The conclusion of Monk Dawson and Dawson's final fate is both surprising and ironic considering that Dawson concludes "I've become averse to Christians. There's something soft and unpleasant about them." Read has stated regarding the times during which he wrote Monk Dawson and the novel's conclusion: "Given this preoccupation with politics, and a rather pro forma practice of the Catholic Faith at the time, the novel's denouement came as a surprise. Of course, it remains open to the reader to reach his or her own conclusion about Dawson's state-of-mind. A Soviet admirer congratulated me on depicting so successfully the insanity of a religious vocation (from: [...]

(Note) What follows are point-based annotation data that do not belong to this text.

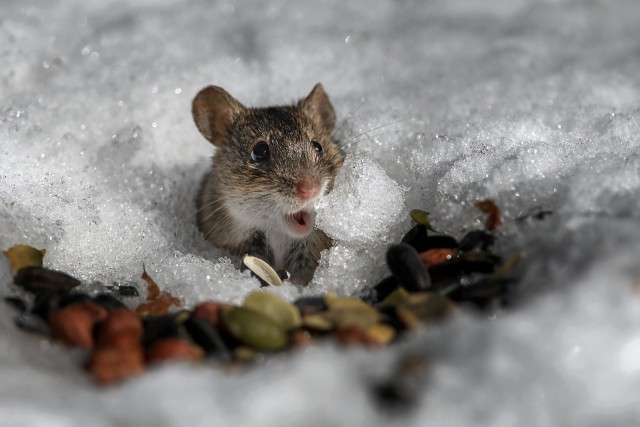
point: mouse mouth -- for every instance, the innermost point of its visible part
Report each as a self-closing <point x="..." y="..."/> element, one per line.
<point x="300" y="223"/>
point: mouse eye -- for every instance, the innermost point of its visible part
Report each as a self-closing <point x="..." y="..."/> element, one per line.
<point x="317" y="146"/>
<point x="260" y="152"/>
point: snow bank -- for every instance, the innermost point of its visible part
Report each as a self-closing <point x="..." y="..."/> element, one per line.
<point x="533" y="104"/>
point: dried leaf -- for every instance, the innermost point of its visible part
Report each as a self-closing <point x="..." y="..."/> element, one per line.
<point x="158" y="302"/>
<point x="21" y="256"/>
<point x="494" y="219"/>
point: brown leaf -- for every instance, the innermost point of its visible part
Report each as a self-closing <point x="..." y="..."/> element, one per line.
<point x="158" y="302"/>
<point x="21" y="256"/>
<point x="494" y="218"/>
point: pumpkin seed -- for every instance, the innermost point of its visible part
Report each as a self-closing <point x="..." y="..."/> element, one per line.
<point x="254" y="328"/>
<point x="345" y="312"/>
<point x="263" y="270"/>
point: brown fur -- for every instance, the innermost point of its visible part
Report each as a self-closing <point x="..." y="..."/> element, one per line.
<point x="242" y="202"/>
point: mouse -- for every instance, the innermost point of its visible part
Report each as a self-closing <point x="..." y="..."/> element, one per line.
<point x="270" y="166"/>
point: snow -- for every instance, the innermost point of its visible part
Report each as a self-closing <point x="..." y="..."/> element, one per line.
<point x="535" y="104"/>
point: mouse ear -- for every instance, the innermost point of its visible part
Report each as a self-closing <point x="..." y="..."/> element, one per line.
<point x="318" y="107"/>
<point x="213" y="110"/>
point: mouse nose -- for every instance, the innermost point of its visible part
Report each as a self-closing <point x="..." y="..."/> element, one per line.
<point x="307" y="188"/>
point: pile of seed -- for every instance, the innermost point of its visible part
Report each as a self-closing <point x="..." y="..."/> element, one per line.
<point x="432" y="273"/>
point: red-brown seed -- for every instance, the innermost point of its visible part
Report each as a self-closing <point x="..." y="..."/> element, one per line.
<point x="122" y="328"/>
<point x="210" y="310"/>
<point x="436" y="256"/>
<point x="73" y="324"/>
<point x="111" y="364"/>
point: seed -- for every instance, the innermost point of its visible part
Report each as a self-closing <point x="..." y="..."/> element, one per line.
<point x="308" y="305"/>
<point x="263" y="270"/>
<point x="121" y="322"/>
<point x="38" y="279"/>
<point x="436" y="256"/>
<point x="406" y="265"/>
<point x="73" y="324"/>
<point x="421" y="308"/>
<point x="254" y="328"/>
<point x="206" y="337"/>
<point x="475" y="239"/>
<point x="157" y="328"/>
<point x="112" y="364"/>
<point x="386" y="287"/>
<point x="421" y="217"/>
<point x="210" y="310"/>
<point x="347" y="312"/>
<point x="282" y="313"/>
<point x="479" y="262"/>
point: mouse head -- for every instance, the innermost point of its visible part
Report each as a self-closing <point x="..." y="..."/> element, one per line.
<point x="271" y="163"/>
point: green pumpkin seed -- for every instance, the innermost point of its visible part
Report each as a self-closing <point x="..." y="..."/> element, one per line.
<point x="284" y="314"/>
<point x="254" y="328"/>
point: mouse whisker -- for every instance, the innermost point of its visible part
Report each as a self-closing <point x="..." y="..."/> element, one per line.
<point x="354" y="138"/>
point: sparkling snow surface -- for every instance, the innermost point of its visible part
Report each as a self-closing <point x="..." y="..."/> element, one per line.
<point x="535" y="104"/>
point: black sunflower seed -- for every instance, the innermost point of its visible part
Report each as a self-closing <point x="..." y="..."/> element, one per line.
<point x="406" y="265"/>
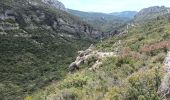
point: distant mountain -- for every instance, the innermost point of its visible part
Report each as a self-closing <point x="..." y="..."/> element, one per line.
<point x="151" y="12"/>
<point x="102" y="21"/>
<point x="125" y="14"/>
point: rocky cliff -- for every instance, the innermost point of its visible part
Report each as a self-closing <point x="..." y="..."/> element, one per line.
<point x="151" y="12"/>
<point x="55" y="3"/>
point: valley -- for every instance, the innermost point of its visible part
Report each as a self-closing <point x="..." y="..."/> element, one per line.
<point x="50" y="52"/>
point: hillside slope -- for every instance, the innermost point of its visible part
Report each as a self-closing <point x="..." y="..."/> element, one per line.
<point x="151" y="12"/>
<point x="102" y="21"/>
<point x="37" y="43"/>
<point x="133" y="73"/>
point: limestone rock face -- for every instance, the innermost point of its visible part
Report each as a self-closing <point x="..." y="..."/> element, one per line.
<point x="55" y="3"/>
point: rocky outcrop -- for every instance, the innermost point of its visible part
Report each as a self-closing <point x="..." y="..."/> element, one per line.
<point x="151" y="12"/>
<point x="88" y="55"/>
<point x="55" y="3"/>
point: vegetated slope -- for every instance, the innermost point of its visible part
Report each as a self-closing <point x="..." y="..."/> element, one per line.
<point x="151" y="12"/>
<point x="37" y="43"/>
<point x="135" y="72"/>
<point x="102" y="21"/>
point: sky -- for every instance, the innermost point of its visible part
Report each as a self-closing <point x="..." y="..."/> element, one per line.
<point x="109" y="6"/>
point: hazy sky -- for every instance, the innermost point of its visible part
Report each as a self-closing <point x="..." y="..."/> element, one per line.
<point x="109" y="6"/>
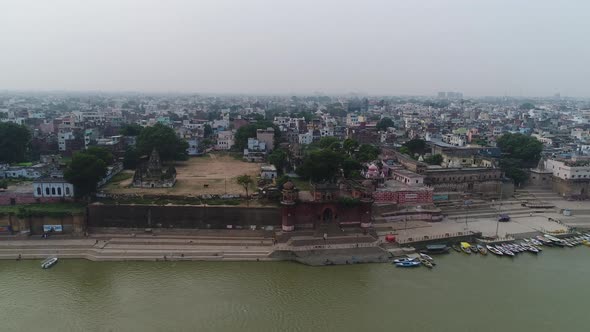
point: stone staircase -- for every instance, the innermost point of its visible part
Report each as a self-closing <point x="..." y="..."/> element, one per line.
<point x="158" y="249"/>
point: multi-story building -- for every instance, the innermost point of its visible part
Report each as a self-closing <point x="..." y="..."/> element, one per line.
<point x="225" y="140"/>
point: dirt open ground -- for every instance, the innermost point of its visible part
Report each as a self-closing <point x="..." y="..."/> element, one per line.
<point x="210" y="174"/>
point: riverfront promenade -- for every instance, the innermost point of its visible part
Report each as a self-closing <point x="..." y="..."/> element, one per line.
<point x="122" y="247"/>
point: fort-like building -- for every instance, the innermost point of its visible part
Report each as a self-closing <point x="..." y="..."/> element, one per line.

Monk Dawson is a provocative novel that defies expectations and is filled with subtlety and finely drawn characters and is well-worth reading. [NOTES: (1) The new Valancourt Books reissue of Monk Dawson includes a new Introduction by Piers Paul Read. (2) A film adaptation of Monk Dawson was made in 1998 originally under the title Passion of the Priest. The film's tag line, "Guided by Faith. Blinded by Hope. Betrayed by Love." Should be enough for would-be viewers to deduce the film's emphasis.]
Iriar
I've read two of Read's books. Good reads, I must say appropriately enough. The problem with his novels gets at the heart of the novel itself. The ending. However well written, intelligent and pointed they are, no matter how good the read, in the end it is the end of a novel that attempts to make the point, the main assertion of all that blending of plot and character and conversation. In this case, the author has nothing really to say, except Catholicism, which is hardly an original thought, and irrational in any case. As a result the endings are far-fetched. Not so much in Monk Dawson. But in Polonaise the hero saves the day by pushing a man off a cliff... in order to preserve the sanctity of marriage??? And in both books the moral of the story is that there really is only one true faith, so believe it. The Monk ends up a monk. Surprise surprise. After realizing what a fraud his religion is, he goes back to it anyway because he can't come up with anything in life that isn't a fraud. Or is it just to give the book an ending?

In spite of being let down in the end, I admire the depth of these novels, and particularly the ambiguity. Wouldn't it be better to end on an ambiguous note. Read could always add two simple words to finish it just the same. The end.